To meet the challenges of the future, accelerator-based particle physics needs to become even more global than in the past. One possible concept, the Global Accelerator Network (GAN), was originally developed as a way to build a linear collider as an international collaboration, to make the best use of worldwide competence, ideas and resources, to maintain and foster the centres of excellence in accelerator physics around the world, and to root the linear collider as an international project firmly inside the national programmes (CERN Courier June 2000).
Global projects rely on collaboration. In the past, particle physicists have developed a culture of collaboration that has worked very successfully. Indeed, they had to do so to meet the scientific challenges. Collaborations function well if their leadership acknowledges the individuality and freedom of all the partners. They do not have a strong hierarchical structure, but are driven instead by a common scientific goal. They probably would not function with an industry-style management.
Therefore the question arises as to whether a model that works for experiments can be extended to accelerators. Or to put it differently: what is needed to make this model work for accelerators as well? These questions were studied by an ICFA working group in 2001, and are now being addressed within the framework of a series of workshops, the first of which, “Enabling the Global Accelerator Network”, took place in March at Cornell. This workshop dealt with technical aspects of the remote operation of facilities, which is a key ingredient of the shared operation of accelerators. No basic problems are expected here. In fact, the TESLA test facility has already been operated remotely from Italy and France.
On the other hand, it became clear at the workshop that the sociological aspects of such a joint endeavour are probably the true challenge. As the GAN concept is built on the principle of shared responsibility, the sharing of know-how and controls is also part of the concept. The laboratory at which the facility is located would therefore relinquish the project control it traditionally had to become one of the equal partners. Mutual trust is the critical element required in order for such a collaboration to be successful.
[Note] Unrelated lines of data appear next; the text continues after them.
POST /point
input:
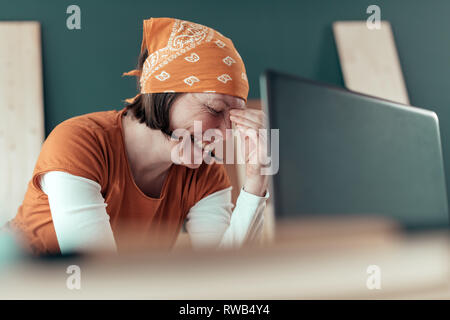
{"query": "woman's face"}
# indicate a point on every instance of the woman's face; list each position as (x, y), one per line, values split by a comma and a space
(211, 110)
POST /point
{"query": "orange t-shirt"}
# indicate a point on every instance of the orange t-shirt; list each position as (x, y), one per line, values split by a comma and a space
(92, 146)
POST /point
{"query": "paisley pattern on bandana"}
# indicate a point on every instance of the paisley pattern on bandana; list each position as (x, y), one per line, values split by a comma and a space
(172, 66)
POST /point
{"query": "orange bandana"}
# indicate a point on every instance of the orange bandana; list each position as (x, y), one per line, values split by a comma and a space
(188, 57)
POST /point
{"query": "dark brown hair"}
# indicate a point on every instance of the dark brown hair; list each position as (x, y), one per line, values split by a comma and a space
(152, 108)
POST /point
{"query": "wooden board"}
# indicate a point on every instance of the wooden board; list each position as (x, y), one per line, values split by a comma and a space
(296, 266)
(21, 107)
(369, 60)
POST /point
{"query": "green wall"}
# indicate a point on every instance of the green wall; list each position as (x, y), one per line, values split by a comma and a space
(82, 68)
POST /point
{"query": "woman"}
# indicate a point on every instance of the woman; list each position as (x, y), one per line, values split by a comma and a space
(104, 175)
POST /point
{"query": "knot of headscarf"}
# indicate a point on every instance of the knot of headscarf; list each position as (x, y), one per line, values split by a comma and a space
(188, 57)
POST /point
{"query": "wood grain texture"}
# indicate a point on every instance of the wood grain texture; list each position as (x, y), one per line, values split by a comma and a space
(369, 60)
(21, 106)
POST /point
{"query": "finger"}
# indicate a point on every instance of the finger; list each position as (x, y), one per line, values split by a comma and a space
(246, 122)
(252, 114)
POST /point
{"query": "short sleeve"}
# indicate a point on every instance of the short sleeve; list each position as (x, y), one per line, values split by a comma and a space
(211, 178)
(73, 148)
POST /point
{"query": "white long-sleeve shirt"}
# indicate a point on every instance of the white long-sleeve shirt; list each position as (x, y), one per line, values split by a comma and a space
(81, 222)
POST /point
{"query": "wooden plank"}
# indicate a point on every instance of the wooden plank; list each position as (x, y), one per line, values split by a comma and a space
(21, 106)
(369, 60)
(411, 266)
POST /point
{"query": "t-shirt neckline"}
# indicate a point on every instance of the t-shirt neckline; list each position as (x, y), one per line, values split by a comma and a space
(128, 167)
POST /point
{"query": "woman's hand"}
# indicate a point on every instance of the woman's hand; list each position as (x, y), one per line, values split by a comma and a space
(249, 122)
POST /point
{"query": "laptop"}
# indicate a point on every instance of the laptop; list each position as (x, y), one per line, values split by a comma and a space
(345, 153)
It is well known that distributed organizations need to build up and maintain trust. Sharing working time from the very beginning is a powerful agent in establishing this trust. This requires a mixture of face-to-face interactions and the use of appropriate communication and collaboration technologies. These interactions should start as early as possible, even during the planning and R&D phase. Mutual trust and interest will continue to grow during the build-up time of the project, and will have to be sustained through the transition from early commissioning to operation and scientific exploitation. Industry is developing many tools to support the full spectrum of situations, ranging from planned, structured activities (such as scheduled meetings) to unplanned interactions.
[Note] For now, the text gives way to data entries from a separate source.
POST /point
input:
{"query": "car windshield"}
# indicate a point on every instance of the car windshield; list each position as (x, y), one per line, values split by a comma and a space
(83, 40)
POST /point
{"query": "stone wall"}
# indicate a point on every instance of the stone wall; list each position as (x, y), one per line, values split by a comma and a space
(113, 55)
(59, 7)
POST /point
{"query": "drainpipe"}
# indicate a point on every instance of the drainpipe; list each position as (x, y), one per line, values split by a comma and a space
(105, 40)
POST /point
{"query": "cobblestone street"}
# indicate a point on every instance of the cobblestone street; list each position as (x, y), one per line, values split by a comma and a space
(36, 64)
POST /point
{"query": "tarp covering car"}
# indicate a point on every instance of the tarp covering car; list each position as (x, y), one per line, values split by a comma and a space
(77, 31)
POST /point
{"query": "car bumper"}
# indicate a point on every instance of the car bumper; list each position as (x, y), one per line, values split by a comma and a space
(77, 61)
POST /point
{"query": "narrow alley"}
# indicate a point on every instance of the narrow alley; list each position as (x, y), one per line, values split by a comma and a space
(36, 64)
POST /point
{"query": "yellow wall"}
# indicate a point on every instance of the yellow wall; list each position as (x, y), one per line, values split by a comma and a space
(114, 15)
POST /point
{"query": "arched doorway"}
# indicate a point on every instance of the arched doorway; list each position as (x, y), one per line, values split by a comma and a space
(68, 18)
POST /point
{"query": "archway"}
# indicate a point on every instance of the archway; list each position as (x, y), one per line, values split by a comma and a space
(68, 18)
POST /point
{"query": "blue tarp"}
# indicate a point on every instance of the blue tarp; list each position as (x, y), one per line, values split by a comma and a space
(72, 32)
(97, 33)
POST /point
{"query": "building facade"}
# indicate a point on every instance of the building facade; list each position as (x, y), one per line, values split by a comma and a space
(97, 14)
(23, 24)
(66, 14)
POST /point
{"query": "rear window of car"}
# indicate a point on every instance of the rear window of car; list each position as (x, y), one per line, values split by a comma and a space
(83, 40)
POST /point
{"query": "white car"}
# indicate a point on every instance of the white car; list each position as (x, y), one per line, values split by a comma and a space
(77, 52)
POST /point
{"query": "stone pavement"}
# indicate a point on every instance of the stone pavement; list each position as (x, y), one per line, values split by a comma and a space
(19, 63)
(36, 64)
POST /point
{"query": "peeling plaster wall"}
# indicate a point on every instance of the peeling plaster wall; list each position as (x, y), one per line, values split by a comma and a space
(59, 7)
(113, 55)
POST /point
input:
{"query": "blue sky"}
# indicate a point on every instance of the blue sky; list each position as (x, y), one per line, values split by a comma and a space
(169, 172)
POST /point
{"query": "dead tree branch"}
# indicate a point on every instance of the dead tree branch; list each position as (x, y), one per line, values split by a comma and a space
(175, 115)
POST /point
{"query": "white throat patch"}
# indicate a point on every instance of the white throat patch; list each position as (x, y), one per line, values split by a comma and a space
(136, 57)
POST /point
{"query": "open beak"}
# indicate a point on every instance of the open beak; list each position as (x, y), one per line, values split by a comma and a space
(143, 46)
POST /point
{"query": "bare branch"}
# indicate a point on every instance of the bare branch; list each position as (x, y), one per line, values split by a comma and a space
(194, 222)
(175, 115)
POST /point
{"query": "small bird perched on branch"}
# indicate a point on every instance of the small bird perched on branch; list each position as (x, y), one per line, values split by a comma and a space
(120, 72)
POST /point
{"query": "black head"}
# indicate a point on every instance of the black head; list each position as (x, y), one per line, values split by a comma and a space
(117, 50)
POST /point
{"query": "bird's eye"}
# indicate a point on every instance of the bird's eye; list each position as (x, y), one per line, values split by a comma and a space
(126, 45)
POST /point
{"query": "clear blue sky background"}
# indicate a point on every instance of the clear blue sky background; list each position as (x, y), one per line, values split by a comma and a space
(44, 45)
Trust and involvement of both institutions and individuals have to be maintained over a long time – the duration of the project being typically more than 20 years. Producing exciting science and meeting technological challenges will be the key ingredients for ensuring a long-term interest of all the partners. Working on the frontiers of technology creates the need for a continuous upgrade culture. This culture needs to be distributed around the world.
However, even if the necessary trust is established, we need to solve many questions of key relevance in order to guarantee the success of the project and the major investment it requires. These questions include the management structure and organizational forms. They again are closely related to trust – we cannot afford for scientists and engineers to become disenchanted and to walk away. We need to approach global collaboration on large scientific infrastructure projects with a lot of imagination and determination.
The future of particle physics is no longer determined by scientific challenges only.